It looks like i might just buy my buddys gun. He has a Rem 700 in a 257 wby mag its stainless fluted comes with leopold rings and base. He also took the wood stock off and put a $3 or $400 full aluminum beded and floated synthetic stock . It shoots 3/4in groups at a 100 yards and has only had a box of shells through it and im getting it for a couple hundred bucks cheaper than it would cost me new. I know its only been to the deer stand one time and its only maybe 6 months old. Thanks again for all the info


----------



## pacontender (Jun 26, 2004)

www.viperactions.com

Look at the Predator.

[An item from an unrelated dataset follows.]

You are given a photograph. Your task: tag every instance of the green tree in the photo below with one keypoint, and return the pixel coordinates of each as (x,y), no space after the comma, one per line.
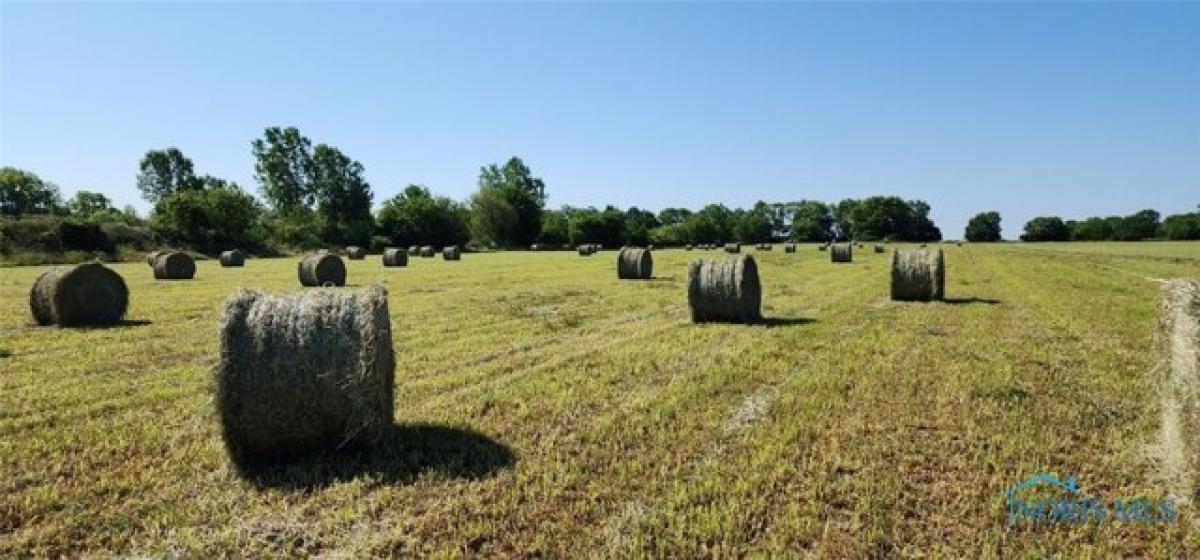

They are one of the "clone style" actions. There is no trueing or blueprinting needed.


----------



## Cap-N-Red (May 21, 2004)

One thing to consider is that a 270 Win. requires a long action and a 243 Win. normally uses a short action. I would think that you could use a long action for a 243 though. Just food for thought.


----------



## CoastalOutfitters (Aug 20, 2004)

spook jr said:


> I dont know who im going to get to do the work yet but ill look into Charlie Sisk. I think im going with a Jewell trigger. About how much is it to rebarrel and true a action? *Im not looking for a 1000 yard gun but would like to hunt to 3 maybe 400 yards and shoot to 500 just for fun*.


243 and 270 are 2 diff animals at ranges over 300, downrange energy, wind drift,, bullet drop, etc.

a buddy put a leupold mark 4 on a remmy cdl 270 and a jewell trigger , all you could ever ask for

you might also look at the tactical sps style 308's

you can put together a really nice rig and not have to "go custom " to save some $$$

work up some solid handloads for that rifle and it will prob shoot better than you can at 400 yds.


----------



## RobaloSunrise (Jun 10, 2011)

Look at gunbroker.com they have Remington 700 factory actions for about $150 at times. If you are going to do that much mork might as well just start withthe bare action and work up. A 700 .270 is typicaly a tack driver. Mine will cut a mouse hole at 100yds, factory sporter barrel on a ADL with and adjusted factory trigger, free floated and bedded action. I think the rifle was bought for about 150 dollars and was just handed down to me over time.


----------